The shallow slope in the relationship between CDR and RGCs in eyes with small CDRs suggests that one might expect an increase in CDR with aging, particularly because aging is associated with a decrease in RGCs of 4000 to 8000 cells, or 0.3% to 0.5% per year.34–37,43
In clinical practice, significant enlargement of CDR with aging is usually not seen. This could be due to a lack of long-term studies investigating optic disc changes in healthy eyes. Alternatively, the lack of change in CDR with age-related loss of RGCs may be due to an increase in nonneural tissue in the neuroretinal rim. Previous studies have suggested that neural tissue losses are replaced by nonneural tissue and that axonal density decreases with aging.43,44
Because these different types of tissue cannot be distinguished by clinical exam, CDR changes would not be apparent. In addition, the shallow relationship between RGCs and vertical CDR in eyes with small CDRs may also be due to the variability of CDRs in normal eyes, with similar RGC counts.
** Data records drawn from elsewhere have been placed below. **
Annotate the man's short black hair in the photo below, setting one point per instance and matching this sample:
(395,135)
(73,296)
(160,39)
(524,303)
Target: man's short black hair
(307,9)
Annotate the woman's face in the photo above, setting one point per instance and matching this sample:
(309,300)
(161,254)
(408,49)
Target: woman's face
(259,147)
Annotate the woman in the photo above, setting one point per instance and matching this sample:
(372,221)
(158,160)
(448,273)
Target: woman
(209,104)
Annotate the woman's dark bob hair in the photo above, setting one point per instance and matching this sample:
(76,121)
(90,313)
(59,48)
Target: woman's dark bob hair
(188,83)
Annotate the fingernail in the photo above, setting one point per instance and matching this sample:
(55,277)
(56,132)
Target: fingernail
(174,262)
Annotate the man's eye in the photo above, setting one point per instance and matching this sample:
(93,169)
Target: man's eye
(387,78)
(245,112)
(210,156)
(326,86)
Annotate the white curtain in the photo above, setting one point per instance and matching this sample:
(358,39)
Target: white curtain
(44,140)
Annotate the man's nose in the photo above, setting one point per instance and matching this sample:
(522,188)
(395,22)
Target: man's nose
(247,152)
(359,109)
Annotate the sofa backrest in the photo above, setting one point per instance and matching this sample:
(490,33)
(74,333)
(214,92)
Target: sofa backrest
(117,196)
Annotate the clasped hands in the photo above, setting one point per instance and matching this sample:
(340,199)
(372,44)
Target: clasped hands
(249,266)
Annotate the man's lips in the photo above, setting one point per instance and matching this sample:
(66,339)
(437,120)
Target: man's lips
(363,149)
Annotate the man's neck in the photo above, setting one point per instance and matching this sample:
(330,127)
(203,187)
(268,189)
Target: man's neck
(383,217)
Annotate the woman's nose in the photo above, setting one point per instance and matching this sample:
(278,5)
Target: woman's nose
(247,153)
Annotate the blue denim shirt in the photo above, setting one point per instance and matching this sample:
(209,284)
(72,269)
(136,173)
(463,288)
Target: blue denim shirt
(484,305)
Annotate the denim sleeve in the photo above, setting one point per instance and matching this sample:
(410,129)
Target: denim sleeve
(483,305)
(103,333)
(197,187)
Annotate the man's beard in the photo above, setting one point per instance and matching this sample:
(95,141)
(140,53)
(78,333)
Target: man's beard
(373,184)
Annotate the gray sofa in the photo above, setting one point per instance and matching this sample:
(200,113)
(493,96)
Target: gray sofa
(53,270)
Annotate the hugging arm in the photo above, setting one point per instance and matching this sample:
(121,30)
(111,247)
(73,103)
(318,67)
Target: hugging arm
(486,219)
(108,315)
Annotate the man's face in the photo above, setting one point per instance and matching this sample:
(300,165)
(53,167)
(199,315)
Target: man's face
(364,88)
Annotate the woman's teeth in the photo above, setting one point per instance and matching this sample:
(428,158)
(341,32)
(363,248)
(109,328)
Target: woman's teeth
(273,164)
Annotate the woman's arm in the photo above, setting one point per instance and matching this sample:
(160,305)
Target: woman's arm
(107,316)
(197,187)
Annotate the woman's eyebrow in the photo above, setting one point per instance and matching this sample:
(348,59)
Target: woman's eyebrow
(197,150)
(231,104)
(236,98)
To investigate this possibility, we performed a separate analysis using only the glaucomatous eyes in the study but found a similar nonlinear relationship between RGCs and CDR.
Disc size was also a significant influence on the relationship between CDR and the number of RGCs (). There is a wide range of normal optic disc area, from smaller than 1 mm2
to as large as 5 mm2
in population-based studies using confocal ophthalmoscopy.45–47
Eyes with large optic discs have larger CDRs9
and also tend to have greater globe dimensions, larger neuroretinal rim area,48
larger retinal surface area, and a higher number of retinal photoreceptors and RPE cells.5,49
Disc area has also been proposed to influence glaucoma susceptibility.50,51
We found that eyes with large optic discs had a greater number of RGCs than eyes with smaller discs. The estimated number of RGCs increased by 165,000 for each 1 mm2
increase in disc area (). This estimate shows good agreement with the findings of a histologic study, which found that the number of RGC axons increased by 175,000 for a 1 mm2
increase in disc area.34
Given that eyes with large optic discs tend to have large CDRs, change in CDR may be a particularly insensitive measure of RGC loss in eyes with large discs.
We acknowledge the limitations of this study. Empirically derived formulae were used to estimate the number of RGCs and the original formulae were derived from studies in a primate model of glaucoma.21
Furthermore, the formulae were developed from studies using time-domain OCT and there may be differences in the RGC estimates obtained using SD-OCT. Despite these limitations, the formulae have been validated in multiple external human cohorts.22–24
Also, the RGC estimates we obtained were closely related to the findings of human histologic studies.34–37
In conclusion, the results of our study suggest that assessment of CDR is an insensitive method for evaluation of progressive neural losses in glaucoma. Even relatively small changes in CDR may be associated with large losses of RGCs, especially in eyes with large CDRs.